In doing so, Middle Eastern individuals, combatants and civilians, revolutionaries and spectators, deprived in the media of any representation of their own agency and denied the chance of producing their own new life chances, end up commodifying the identities they are exposed to within their social pattern, in the attempt to uphold a high social status or achieve a better one, and to finally have access to resources. Human rights activists, NGOs and a great deal of western spectators, mostly moved by generous piety and moral superiority, too often end up legalizing such identity discourses.
By using Comaroffs’ lens, then, the ethno-economy - or in our case I would rather say the faith-economy - is the new emerging phenomenon. People that for historical reasons share the same ideological imaginary and that perceive themselves as affiliated to a certain faith group are given the label of confessional – and therefore belligerent - enterprises turning into ethnicities. Everything nowadays, in order to get legitimized, must be ethnicized and confessionalized. Nor is this by any means a phenomenon limited to the Middle East.
We have gradually inherited, to our detriment, a tribal interpretation of Middle Eastern realities, even from such great historians as Kamal Salibi, who in some way overstated the parallelism between current Lebanese political parties and ancient tribal groups. In other words, going back to the Comaroffs’ concept, ‘sustainable’ faiths are those that brand best, as they sell their ideological truths more effectively at a particular time. Alawites, in the current Syrian scenario, undoubtedly rock. Sunnis instead are the bugbear.
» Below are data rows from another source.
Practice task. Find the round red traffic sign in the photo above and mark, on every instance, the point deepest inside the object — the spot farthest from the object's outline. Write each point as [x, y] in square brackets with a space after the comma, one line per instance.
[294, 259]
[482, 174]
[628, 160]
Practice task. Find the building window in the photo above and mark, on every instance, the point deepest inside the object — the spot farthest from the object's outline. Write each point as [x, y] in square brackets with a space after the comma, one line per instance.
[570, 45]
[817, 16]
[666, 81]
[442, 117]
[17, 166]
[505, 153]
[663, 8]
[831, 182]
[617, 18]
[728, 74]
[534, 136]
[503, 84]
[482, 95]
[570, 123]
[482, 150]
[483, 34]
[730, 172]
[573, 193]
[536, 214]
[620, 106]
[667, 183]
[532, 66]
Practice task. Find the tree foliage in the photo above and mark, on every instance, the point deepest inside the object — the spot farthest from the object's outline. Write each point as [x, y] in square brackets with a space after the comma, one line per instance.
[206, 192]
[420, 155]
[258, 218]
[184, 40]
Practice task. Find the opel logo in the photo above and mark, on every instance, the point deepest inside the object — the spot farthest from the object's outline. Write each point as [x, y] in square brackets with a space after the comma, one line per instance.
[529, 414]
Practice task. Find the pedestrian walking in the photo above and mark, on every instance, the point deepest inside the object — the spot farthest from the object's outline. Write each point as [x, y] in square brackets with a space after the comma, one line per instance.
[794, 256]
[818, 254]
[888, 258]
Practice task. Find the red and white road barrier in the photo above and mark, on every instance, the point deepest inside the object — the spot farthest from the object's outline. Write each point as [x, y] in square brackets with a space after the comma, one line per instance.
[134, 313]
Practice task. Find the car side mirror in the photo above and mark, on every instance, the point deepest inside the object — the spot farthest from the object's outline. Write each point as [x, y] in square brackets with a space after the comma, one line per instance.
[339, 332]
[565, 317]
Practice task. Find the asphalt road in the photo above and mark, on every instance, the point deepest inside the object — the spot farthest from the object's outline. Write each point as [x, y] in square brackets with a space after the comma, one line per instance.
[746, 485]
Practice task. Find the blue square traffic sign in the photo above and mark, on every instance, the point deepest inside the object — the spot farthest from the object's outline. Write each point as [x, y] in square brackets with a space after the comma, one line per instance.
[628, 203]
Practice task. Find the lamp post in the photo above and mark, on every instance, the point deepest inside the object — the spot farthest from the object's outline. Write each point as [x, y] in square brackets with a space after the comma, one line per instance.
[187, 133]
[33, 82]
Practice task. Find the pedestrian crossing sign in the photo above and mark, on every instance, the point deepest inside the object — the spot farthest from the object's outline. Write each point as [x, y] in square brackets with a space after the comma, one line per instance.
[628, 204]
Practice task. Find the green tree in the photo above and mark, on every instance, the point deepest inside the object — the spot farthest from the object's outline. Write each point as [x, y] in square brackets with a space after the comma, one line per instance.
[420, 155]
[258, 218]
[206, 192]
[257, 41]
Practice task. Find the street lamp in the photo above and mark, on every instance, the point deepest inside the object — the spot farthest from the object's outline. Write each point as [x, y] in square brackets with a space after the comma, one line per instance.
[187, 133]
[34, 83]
Pierre Bourdieu used to say that anything that is named, defined and told, although yet not materially existing, ends up existing for real just through this reifying rhetorical process. It is indeed the phenomenon of war, controversially produced by greed and grievances in a domestic/international duality, that has often set up the confessional bedrock on which political opponents fight each other in a bid to identify a truly inherent element to struggle for as well as to find a traditionally hostile ground where they would be able to shed the politically constructed blood of the Other. Religion readily supplies this incentive.
Today’s commodification of confessional identities that peppers the media underpins essentialized visions of social dynamics. This encourages religious community groups to copyright their confessional imprint in order to get their basic rights addressed. A deeper understanding of this need for confessional belonging will allow us to unravel our muddled pluralistic contexts, as well as to liberate ourselves from this form of representational decolonization.
Will we ever be able to recognize rights and realize similarities and differences without resorting to confessional taxonomies? Will we ever be willing to study ‘political Arabs’, rather than ‘sectarian Arabs’? When will we be able to see that religious communities, in the Middle East as anywhere else, are nothing but ideological orientations, not even mono-directional, only reflecting the phenomenologies of power?